At the , Griffith had a population of 5,328 people, including 1.3% Indigenous people. The major industry of Griffith's citizens was central government administration and 41.7% of Griffith workers were professionals, 23.0% were managers and 11.6% were clerical and administrative workers. The median Griffith citizen was 38 years old, earning a mean weekly gross personal income of approximately $1,572 per week, compared to the ACT mean of $1,203 and the Australian mean of $805.

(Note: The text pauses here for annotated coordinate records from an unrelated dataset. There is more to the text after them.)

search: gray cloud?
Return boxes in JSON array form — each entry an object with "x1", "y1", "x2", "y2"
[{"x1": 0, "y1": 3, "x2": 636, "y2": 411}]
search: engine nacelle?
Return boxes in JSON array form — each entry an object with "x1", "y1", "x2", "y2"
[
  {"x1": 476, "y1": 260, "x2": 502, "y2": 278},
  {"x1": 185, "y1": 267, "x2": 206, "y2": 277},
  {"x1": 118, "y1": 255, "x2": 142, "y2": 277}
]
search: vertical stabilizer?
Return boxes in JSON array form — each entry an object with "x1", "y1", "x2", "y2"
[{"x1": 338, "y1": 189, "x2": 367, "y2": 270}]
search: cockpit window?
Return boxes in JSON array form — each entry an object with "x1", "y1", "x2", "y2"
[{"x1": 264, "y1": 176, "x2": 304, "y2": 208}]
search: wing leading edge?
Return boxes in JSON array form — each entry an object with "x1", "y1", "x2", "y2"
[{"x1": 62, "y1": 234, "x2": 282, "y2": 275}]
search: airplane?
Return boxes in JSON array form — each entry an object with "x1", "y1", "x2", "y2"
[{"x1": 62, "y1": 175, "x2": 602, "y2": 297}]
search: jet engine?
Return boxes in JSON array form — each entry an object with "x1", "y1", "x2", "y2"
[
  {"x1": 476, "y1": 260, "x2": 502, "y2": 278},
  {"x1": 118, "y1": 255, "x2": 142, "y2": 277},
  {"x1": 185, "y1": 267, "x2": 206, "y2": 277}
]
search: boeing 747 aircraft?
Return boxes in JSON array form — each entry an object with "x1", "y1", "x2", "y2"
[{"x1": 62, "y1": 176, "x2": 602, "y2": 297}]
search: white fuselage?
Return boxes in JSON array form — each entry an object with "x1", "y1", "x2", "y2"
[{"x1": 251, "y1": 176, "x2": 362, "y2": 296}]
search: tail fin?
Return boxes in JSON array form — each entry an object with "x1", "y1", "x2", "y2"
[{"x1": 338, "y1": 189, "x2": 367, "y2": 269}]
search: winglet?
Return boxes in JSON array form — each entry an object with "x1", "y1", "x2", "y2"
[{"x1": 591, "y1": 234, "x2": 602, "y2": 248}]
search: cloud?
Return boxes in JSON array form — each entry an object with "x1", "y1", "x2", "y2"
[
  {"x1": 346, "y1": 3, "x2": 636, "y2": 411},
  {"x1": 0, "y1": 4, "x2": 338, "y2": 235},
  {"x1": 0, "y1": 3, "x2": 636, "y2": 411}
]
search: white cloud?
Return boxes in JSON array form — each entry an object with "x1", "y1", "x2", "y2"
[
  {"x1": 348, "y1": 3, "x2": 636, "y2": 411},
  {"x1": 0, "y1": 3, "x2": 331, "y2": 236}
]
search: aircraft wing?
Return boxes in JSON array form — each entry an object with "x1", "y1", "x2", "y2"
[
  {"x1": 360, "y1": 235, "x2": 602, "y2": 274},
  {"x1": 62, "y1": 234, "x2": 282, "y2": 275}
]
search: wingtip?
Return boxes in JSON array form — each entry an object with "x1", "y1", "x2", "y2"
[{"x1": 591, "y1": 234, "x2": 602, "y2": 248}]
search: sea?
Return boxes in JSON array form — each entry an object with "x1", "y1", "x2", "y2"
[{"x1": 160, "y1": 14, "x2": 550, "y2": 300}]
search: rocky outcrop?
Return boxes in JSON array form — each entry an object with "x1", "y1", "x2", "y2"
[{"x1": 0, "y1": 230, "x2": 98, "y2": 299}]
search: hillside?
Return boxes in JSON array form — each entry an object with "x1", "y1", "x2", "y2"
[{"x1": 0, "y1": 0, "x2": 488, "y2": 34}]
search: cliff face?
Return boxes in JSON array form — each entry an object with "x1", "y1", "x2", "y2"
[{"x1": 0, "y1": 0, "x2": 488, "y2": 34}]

66.9% of people were born in Australia. The next most common country of birth was England at 4.2%. 76.6% of people spoke only English at home. The most common responses for religion were No Religion (48.4%) and Catholic (17.8%).

== Politics ==

Griffith is located within the federal electorate of Canberra, which is currently represented by Alicia Payne in the House of Representatives. In the ACT Legislative Assembly, Griffith is part of the electorate of Kurrajong, which elects five members on the basis of proportional representation, currently two Labor, one Green, one Liberal and one Independent.

==Geology==

Rocks in Griffith are from the Silurian period. Mount Painter Volcanics dark grey to green grey dacitic tuff is found to the south west of the Deakin Fault. Canberra Formation, calcareous shale is in the north east of the Deakin Fault. The Deakin Fault is named after the suburb, and in the suburb it runs from Canberra Avenue at Manuka to Frome Street. The Deakin fault is an important fault running in the north west direction across most of Canberra.

== Education ==
Griffith residents get preference for:
- Depending on the address, Forrest Primary or Red Hill Primary
- Telopea Park School (for high school)
- Narrabundah College

Griffith is home to Canberra's first private Catholic boys school, St Edmund's College, a Christian Brothers school opened in 1954. There are 5 other schools located in the suburb.

The Russian Embassy School in Canberra, a Russian primary school operated by the Ministry of Foreign Affairs of Russia, is located on the grounds of the Embassy of Russia in Canberra in Griffith. It provides a free education to Russian diplomat families and accepts other children on a tuition basis.

== Notable places ==

The Canberra South Bowling Club on the corner of Austin and La Perouse Streets was designed by the architect Harry Seidler and completed in 1959 and demolished in 2014 to make way for high density apartments.